( Président d'honneur de l'Association de la Régie Théâtrale, ancien élève de Charles Dullin, Serge Bouillon a consacré sa vie entière au spectacle, tour à tour comédien, régisseur, directeur de scène, metteur en scène, puis administrateur ( directeur administratif et financier ). Du Théâtre Hébertot à celui du Vieux Colombier, des Mathurins à Bobino puis au TEP de Guy Rétoré, Serge Bouillon dirigea de 1980 à 1996 le Centre de formation Professionnelle des Techniciens du Spectacle qu'il avait installé à Bagnolet et dont il fit la référence européenne.
Il fut, de 1952 à 1970, le collaborateur direct de Jacques Hébertot, Il est aujourd’hui l’ayant droit de Jacques Hébertot, le gérant de la société de production théâtrale Fondation Hébertot, et l’un des principaux actionnaires de la Société Immobilière Batignolles-Monceau, propriétaire du Théâtre )
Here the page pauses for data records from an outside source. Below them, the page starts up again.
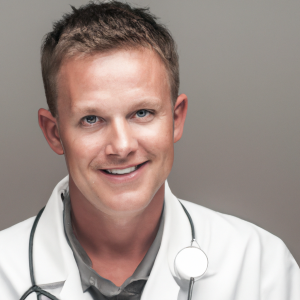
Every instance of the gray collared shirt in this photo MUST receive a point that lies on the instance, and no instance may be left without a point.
(99, 287)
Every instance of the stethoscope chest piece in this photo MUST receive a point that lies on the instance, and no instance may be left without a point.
(190, 262)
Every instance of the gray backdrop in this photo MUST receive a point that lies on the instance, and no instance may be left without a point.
(240, 68)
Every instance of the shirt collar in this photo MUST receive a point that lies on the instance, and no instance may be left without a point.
(89, 277)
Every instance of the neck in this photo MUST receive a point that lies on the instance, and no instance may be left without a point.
(106, 238)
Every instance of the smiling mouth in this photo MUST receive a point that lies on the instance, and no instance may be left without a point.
(123, 171)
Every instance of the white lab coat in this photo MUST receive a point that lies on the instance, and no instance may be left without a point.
(245, 261)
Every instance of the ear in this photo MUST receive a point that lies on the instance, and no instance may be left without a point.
(48, 125)
(180, 110)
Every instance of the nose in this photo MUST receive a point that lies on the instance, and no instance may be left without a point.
(121, 139)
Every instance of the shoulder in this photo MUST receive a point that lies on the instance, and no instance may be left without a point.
(15, 236)
(14, 268)
(233, 231)
(244, 250)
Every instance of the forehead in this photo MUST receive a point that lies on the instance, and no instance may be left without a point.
(115, 77)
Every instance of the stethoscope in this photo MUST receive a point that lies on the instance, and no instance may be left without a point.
(190, 263)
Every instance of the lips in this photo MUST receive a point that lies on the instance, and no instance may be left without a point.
(123, 171)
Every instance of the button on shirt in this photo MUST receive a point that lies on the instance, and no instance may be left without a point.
(99, 287)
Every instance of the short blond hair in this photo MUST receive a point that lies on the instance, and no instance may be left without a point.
(104, 26)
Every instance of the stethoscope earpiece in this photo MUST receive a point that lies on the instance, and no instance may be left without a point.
(190, 262)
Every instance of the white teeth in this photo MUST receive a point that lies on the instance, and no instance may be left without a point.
(122, 171)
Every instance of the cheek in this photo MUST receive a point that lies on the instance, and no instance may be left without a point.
(157, 139)
(81, 150)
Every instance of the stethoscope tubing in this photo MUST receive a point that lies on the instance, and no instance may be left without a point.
(39, 291)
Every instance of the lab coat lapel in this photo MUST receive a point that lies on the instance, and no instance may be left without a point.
(53, 258)
(163, 283)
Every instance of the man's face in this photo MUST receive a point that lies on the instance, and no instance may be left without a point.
(116, 126)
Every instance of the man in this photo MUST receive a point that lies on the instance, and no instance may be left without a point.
(112, 229)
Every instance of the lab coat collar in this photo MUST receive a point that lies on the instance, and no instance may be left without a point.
(54, 261)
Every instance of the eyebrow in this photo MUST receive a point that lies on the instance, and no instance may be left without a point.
(139, 103)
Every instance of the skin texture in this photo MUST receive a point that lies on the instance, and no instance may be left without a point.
(114, 112)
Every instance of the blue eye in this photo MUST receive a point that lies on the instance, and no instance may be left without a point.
(142, 113)
(91, 119)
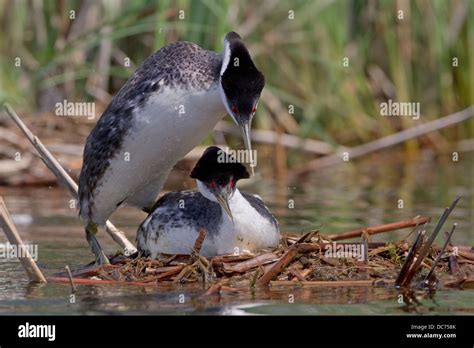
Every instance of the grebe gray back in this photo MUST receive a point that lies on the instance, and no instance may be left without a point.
(235, 221)
(171, 102)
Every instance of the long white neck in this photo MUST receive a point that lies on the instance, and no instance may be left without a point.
(236, 201)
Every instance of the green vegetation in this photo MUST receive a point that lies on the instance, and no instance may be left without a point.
(409, 59)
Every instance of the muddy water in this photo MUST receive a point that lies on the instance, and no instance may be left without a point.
(353, 195)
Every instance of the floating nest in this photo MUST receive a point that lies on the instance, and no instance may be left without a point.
(309, 260)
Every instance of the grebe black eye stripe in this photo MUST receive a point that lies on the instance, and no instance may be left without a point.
(226, 56)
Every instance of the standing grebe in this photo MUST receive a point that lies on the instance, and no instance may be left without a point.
(173, 100)
(235, 221)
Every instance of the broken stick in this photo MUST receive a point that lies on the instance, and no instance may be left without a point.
(31, 268)
(64, 178)
(418, 220)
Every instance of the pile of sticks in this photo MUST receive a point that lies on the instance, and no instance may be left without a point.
(299, 261)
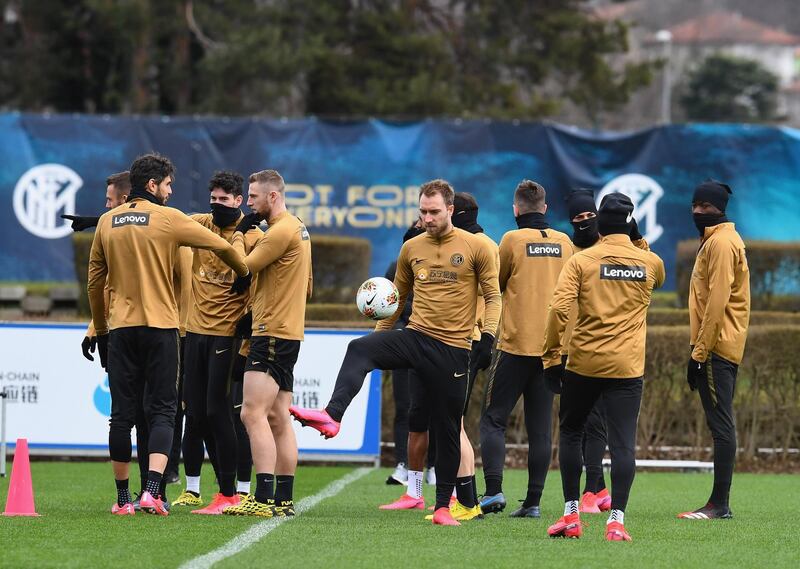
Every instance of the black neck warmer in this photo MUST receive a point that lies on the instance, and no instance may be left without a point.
(532, 220)
(144, 195)
(223, 216)
(585, 233)
(467, 220)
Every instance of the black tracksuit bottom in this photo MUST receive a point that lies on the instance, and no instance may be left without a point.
(716, 394)
(142, 372)
(438, 391)
(622, 399)
(512, 376)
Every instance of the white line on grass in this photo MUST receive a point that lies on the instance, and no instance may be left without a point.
(256, 532)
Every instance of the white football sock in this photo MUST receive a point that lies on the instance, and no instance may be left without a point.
(193, 484)
(570, 507)
(414, 483)
(616, 516)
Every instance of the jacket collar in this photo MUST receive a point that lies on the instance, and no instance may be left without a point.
(709, 231)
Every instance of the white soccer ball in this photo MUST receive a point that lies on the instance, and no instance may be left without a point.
(377, 298)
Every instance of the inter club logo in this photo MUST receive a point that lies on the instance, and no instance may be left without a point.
(41, 195)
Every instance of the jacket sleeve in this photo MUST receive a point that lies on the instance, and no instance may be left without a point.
(487, 260)
(404, 281)
(191, 234)
(98, 273)
(504, 272)
(267, 250)
(558, 313)
(721, 263)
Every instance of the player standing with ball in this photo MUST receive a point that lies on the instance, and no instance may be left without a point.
(444, 268)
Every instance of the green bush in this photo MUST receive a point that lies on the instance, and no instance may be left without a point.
(774, 273)
(340, 265)
(767, 401)
(680, 317)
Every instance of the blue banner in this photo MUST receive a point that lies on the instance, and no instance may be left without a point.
(361, 178)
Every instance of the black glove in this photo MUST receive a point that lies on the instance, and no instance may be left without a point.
(635, 235)
(81, 222)
(102, 349)
(241, 284)
(696, 371)
(248, 222)
(552, 377)
(244, 327)
(88, 344)
(483, 350)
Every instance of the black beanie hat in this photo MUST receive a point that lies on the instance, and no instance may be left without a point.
(579, 201)
(714, 192)
(614, 215)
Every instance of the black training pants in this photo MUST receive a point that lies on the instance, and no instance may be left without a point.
(512, 376)
(402, 403)
(441, 387)
(622, 398)
(716, 394)
(594, 447)
(142, 361)
(207, 393)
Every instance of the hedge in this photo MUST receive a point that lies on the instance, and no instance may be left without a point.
(340, 265)
(767, 401)
(774, 273)
(680, 317)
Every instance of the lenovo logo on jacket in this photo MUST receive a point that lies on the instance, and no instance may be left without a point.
(623, 273)
(122, 219)
(543, 249)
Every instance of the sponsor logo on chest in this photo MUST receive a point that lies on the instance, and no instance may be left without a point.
(623, 273)
(122, 219)
(543, 249)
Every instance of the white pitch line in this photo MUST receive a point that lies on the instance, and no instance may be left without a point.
(256, 532)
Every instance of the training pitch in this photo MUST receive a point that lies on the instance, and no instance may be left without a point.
(342, 527)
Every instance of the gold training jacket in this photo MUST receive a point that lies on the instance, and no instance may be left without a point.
(719, 295)
(136, 247)
(612, 283)
(282, 277)
(480, 311)
(444, 274)
(215, 311)
(530, 262)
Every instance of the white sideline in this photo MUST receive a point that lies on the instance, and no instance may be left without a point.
(256, 532)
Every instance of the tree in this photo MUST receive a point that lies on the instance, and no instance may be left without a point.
(730, 89)
(355, 58)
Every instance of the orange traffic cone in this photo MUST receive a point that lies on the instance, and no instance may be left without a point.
(20, 491)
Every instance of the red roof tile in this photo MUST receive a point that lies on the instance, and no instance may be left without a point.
(729, 27)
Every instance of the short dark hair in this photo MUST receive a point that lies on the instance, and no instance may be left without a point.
(438, 186)
(151, 166)
(529, 196)
(227, 181)
(268, 177)
(121, 182)
(464, 201)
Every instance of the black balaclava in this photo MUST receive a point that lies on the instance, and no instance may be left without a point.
(223, 216)
(716, 193)
(584, 233)
(465, 215)
(615, 214)
(412, 232)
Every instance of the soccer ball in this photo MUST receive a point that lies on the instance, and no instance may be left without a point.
(377, 298)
1 - 1830, le village des Batignolles
Le siècle avait 30 ans, la bataille d'Hernani faisait
rage au Théâtre Français, tandis qu'à deux pas,
du Palais Brongniard qui venait de fêter son quatrième
anniversaire, un vaudeville, dans le théâtre du même
nom, remportait un franc succès de rire ; il avait pour titre,
Hernani ou la contrainte par cor.
La rue de la Paix s'enorgueillissait d'être, depuis
un an, éclairée au gaz.
Notre-Dame confiait aux Lazaristes les reliques
de l'ancien curé de Clichy, Saint Vincent de Paul.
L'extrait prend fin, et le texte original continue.